Unable to raise that kind of money, Atwood decided on a shorter but still very impressive flight from St. Louis to New York via Chicago, where he would compete in a scheduled air meet. The publicity, he hoped, would attract funding for the longer flight. He left St. Louis in a Model B on August 16 and landed at Governors Island nine days later. The flight was front-page news, but no sponsors came forward.
42

Cal Rodgers, a complete unknown, emerged as the big money winner at Chicago, earning $11,285 for the longest flight of the meet. At thirty-two, he was older than most of the pilots. He was bigger as well, six feet four inches tall and weighing almost two hundred pounds. Rodgers’s family had deep roots in America. One ancestor, Oliver Hazard Perry, defeated the British in the Battle of Lake Erie in 1813; another, Matthew Calbraith Perry, opened Japan in 1854. His grandfather was a rear admiral in the Union Navy, and his father a career cavalry officer, who died just before Cal was born.
43

Cal Rodgers came to Huffman Prairie in June 1911 to visit his cousin, Navy Lieutenant John Rodgers, a Wright student. Intrigued, Cal enrolled in the school himself. Confident after his victory at the Chicago meet, he convinced officials of the Armour Meat-Packing Company to sponsor his try for the Hearst transcontinental prize. Recognizing an opportunity to publicize a new grape beverage, “Vin Fizz,” the company agreed to pay for Rodgers’s airplane, to lease a train that would shadow him across the nation, and to pay 5 cents for every mile that he flew. Rodgers would pay for gas, oil, crew, and spare parts.

Rodgers traveled to Dayton to confer with Orville and purchase a new Model EX, a small, high-powered version of the Model B. He also offered Charlie Taylor $10 a day plus expenses to serve as his chief mechanic, twice what Charlie was getting at the Wright Factory. Charlie was not getting along with manager Frank Russell and jumped at the chance. Informed of the arrangement, Orville advised his old friend to think of the project as a leave of absence.
44

Rodgers took off from a racetrack near Sheepshead Bay, Long Island, on September 17, headed west. His entourage—wife Mabel, Charlie Taylor, and the other members of the support team—followed
in a special three-car train steaming out of New York on the Erie Railroad tracks.

Rodgers suffered his first crash while taking off from Middletown, New York, the next morning. Brushing across the top of a willow tree, he lost control and fell into a chicken coop. He was fine but the EX required major repairs.

By September 23, he had progressed to Elmira, New York.
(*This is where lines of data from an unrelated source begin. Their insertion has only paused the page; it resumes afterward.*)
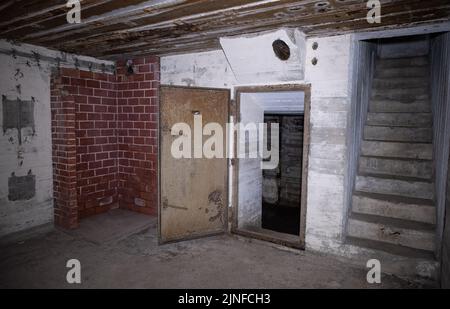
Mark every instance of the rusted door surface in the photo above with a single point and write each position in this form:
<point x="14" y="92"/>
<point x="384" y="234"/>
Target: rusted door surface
<point x="193" y="191"/>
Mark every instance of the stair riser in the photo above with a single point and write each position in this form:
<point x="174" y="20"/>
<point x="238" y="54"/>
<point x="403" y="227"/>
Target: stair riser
<point x="386" y="106"/>
<point x="395" y="134"/>
<point x="416" y="120"/>
<point x="398" y="236"/>
<point x="419" y="169"/>
<point x="403" y="83"/>
<point x="395" y="187"/>
<point x="411" y="212"/>
<point x="401" y="94"/>
<point x="397" y="150"/>
<point x="402" y="72"/>
<point x="402" y="63"/>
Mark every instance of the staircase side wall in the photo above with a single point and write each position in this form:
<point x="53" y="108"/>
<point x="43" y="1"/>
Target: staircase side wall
<point x="440" y="94"/>
<point x="363" y="69"/>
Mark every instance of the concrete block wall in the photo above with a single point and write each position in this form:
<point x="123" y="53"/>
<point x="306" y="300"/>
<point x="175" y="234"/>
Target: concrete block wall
<point x="26" y="77"/>
<point x="22" y="79"/>
<point x="330" y="106"/>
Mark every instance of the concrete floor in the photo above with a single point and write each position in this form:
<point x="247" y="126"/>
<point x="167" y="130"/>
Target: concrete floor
<point x="120" y="250"/>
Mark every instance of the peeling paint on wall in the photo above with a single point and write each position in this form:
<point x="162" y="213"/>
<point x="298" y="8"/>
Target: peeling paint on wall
<point x="22" y="188"/>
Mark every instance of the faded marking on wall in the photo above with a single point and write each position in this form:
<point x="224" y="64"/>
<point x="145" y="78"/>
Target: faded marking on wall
<point x="18" y="114"/>
<point x="22" y="188"/>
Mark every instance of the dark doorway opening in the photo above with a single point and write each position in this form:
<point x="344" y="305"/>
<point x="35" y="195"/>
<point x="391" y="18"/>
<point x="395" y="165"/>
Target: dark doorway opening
<point x="281" y="202"/>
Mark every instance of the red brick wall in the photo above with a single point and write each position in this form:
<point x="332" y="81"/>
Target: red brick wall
<point x="105" y="141"/>
<point x="95" y="128"/>
<point x="137" y="135"/>
<point x="64" y="153"/>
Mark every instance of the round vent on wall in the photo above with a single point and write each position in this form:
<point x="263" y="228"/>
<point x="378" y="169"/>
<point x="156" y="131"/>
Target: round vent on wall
<point x="281" y="50"/>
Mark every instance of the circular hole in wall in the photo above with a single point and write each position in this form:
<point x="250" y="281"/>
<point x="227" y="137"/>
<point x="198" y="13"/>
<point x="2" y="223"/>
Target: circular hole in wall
<point x="281" y="50"/>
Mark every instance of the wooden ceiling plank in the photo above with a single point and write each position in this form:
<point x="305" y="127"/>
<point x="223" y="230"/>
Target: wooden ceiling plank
<point x="168" y="15"/>
<point x="228" y="23"/>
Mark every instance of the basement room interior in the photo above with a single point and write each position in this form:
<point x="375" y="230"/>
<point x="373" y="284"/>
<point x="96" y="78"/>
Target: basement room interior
<point x="237" y="144"/>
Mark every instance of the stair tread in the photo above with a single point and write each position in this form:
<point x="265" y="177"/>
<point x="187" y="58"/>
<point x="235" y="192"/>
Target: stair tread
<point x="395" y="177"/>
<point x="397" y="199"/>
<point x="396" y="158"/>
<point x="394" y="222"/>
<point x="390" y="248"/>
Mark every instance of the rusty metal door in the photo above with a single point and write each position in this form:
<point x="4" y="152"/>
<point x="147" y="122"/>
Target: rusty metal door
<point x="193" y="191"/>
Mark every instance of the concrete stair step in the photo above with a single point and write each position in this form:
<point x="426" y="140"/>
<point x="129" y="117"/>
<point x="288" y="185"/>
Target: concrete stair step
<point x="398" y="134"/>
<point x="395" y="106"/>
<point x="395" y="185"/>
<point x="396" y="166"/>
<point x="403" y="262"/>
<point x="398" y="207"/>
<point x="423" y="71"/>
<point x="402" y="95"/>
<point x="392" y="231"/>
<point x="391" y="249"/>
<point x="422" y="151"/>
<point x="414" y="120"/>
<point x="402" y="62"/>
<point x="401" y="82"/>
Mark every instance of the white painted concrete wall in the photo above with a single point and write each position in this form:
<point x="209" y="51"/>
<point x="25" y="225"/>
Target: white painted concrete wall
<point x="207" y="69"/>
<point x="36" y="150"/>
<point x="250" y="173"/>
<point x="330" y="106"/>
<point x="253" y="60"/>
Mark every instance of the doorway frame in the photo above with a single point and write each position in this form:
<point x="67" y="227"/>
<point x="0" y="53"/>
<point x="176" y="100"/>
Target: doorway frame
<point x="274" y="237"/>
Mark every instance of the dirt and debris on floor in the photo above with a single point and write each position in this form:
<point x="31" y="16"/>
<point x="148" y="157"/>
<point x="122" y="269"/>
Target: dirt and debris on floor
<point x="133" y="259"/>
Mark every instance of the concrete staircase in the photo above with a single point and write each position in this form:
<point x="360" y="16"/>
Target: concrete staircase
<point x="393" y="199"/>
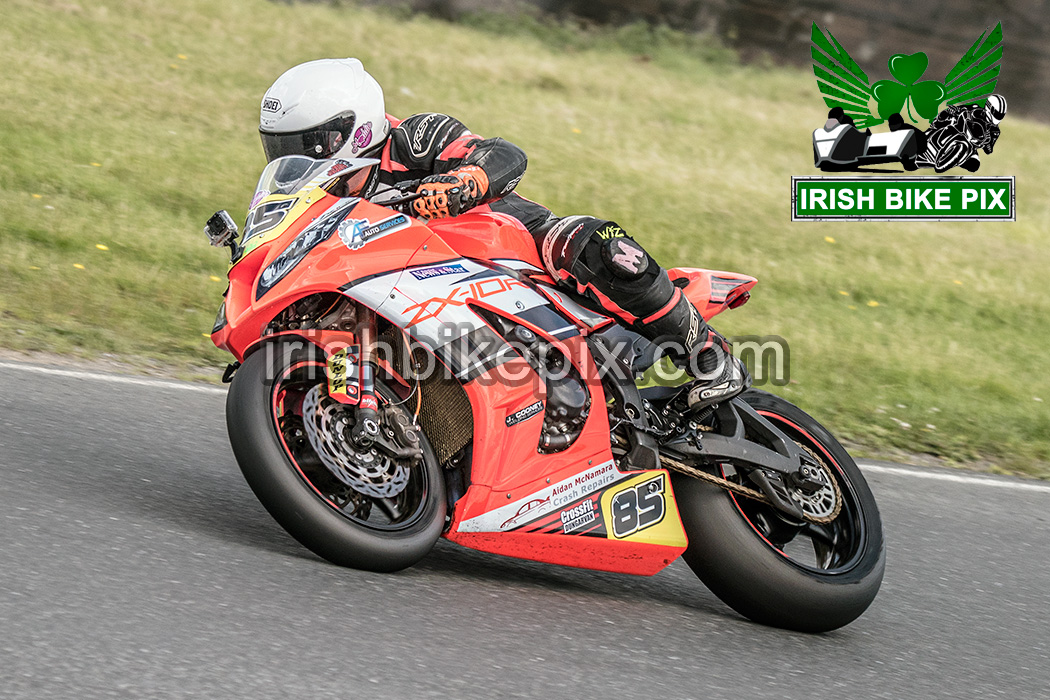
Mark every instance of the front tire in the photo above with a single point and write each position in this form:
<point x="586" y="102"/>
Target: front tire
<point x="739" y="548"/>
<point x="314" y="507"/>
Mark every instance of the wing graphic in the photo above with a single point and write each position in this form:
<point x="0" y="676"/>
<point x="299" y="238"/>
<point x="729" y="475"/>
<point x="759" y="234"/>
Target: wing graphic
<point x="840" y="80"/>
<point x="973" y="78"/>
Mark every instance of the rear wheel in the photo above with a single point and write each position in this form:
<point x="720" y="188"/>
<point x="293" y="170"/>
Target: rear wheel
<point x="799" y="575"/>
<point x="355" y="508"/>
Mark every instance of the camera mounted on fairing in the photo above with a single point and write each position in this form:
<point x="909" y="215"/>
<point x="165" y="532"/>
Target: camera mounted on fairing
<point x="222" y="230"/>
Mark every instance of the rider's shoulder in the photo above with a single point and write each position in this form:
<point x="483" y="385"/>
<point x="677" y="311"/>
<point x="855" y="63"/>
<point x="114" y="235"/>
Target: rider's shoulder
<point x="422" y="136"/>
<point x="427" y="122"/>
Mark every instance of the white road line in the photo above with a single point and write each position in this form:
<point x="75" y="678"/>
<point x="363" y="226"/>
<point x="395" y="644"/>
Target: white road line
<point x="117" y="379"/>
<point x="959" y="479"/>
<point x="202" y="388"/>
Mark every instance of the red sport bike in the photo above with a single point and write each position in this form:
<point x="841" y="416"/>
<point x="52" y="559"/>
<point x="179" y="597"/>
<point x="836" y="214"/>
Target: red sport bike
<point x="398" y="381"/>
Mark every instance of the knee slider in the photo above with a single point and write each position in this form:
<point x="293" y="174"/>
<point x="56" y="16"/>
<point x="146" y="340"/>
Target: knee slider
<point x="624" y="258"/>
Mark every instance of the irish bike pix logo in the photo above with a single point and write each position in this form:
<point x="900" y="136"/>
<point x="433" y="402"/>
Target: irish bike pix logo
<point x="901" y="126"/>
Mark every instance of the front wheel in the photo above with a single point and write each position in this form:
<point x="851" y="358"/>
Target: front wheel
<point x="797" y="575"/>
<point x="355" y="508"/>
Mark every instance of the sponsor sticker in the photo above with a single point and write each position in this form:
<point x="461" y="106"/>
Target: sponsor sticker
<point x="356" y="232"/>
<point x="525" y="414"/>
<point x="546" y="501"/>
<point x="362" y="136"/>
<point x="575" y="517"/>
<point x="437" y="271"/>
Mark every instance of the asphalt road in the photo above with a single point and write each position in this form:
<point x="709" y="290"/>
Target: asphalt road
<point x="134" y="563"/>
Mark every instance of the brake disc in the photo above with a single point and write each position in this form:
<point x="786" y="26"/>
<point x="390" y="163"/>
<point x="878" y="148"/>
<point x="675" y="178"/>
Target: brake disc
<point x="328" y="425"/>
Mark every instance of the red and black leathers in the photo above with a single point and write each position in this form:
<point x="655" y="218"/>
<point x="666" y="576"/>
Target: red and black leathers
<point x="458" y="170"/>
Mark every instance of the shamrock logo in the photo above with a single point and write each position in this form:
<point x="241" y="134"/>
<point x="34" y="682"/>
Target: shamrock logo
<point x="844" y="84"/>
<point x="923" y="98"/>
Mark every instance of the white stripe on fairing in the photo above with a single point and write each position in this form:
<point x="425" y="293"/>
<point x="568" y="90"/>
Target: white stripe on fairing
<point x="958" y="479"/>
<point x="116" y="379"/>
<point x="202" y="388"/>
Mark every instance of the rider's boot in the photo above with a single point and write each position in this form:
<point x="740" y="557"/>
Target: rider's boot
<point x="718" y="374"/>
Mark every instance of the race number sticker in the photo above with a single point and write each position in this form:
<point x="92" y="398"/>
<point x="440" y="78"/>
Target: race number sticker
<point x="637" y="507"/>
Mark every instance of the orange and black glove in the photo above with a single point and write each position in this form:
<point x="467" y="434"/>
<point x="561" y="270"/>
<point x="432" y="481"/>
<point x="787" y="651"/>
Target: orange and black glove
<point x="452" y="193"/>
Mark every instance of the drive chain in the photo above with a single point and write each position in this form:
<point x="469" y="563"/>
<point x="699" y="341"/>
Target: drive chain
<point x="755" y="494"/>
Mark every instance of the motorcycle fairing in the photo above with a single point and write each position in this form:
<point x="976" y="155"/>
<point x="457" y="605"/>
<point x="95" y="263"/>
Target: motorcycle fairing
<point x="712" y="291"/>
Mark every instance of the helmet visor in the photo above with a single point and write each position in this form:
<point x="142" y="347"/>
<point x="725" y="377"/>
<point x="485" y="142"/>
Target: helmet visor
<point x="317" y="142"/>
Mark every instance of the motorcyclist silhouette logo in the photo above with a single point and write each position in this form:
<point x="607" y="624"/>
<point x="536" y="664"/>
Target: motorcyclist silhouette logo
<point x="964" y="111"/>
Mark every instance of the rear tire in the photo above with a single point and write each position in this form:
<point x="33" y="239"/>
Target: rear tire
<point x="759" y="580"/>
<point x="285" y="491"/>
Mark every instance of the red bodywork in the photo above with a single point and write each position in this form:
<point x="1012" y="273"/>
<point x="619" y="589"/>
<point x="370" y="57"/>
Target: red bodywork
<point x="575" y="493"/>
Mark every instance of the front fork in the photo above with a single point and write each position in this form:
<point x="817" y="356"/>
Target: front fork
<point x="366" y="428"/>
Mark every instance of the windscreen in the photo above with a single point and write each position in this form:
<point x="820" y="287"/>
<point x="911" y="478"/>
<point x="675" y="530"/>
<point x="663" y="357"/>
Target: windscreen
<point x="289" y="174"/>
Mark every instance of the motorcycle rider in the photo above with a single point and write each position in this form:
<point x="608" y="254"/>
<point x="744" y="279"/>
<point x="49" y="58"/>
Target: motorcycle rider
<point x="333" y="108"/>
<point x="979" y="126"/>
That afternoon, he destroyed the left side of his machine in a crash.

Cal Rodgers finally rolled his wheels into the surf at Long Beach, California, on December 10, eighty-four days after leaving Sheepshead Bay. He had suffered five disastrous crashes, each requiring major repairs to the
Vin Fizz
—not to mention innumerable hard landings, aborted takeoffs, broken fuel lines, blown valves, and engine failures.

He ended the flight with a pair of crutches strapped to the wing of the airplane. He had broken his ankle landing at Pasadena on November 12 and spent a month in bed before attempting the short final leg of his journey to the Pacific shore. Only the honor of the thing sustained him—he was not even close to the one-month time limit for the Hearst Prize.

Bob Fowler, another recent graduate of Huffman Prairie, had taken off from San Francisco on September 11, heading his Model B east toward the Rockies. An ex-automobile racer, he planned to dash across the continent in twenty days. The first attempt ended the next day with a crash near Alta, California. Fowler was not injured, but his machine had to be completely rebuilt. He set off again on September 23, but turned back at the Donner Pass, still unable to make his way over the Rockies. Finally, he selected a Southern route that avoided the mountains. He landed at Jacksonville, Florida, on February 8, 1912, 112 days after his takeoff from Los Angeles.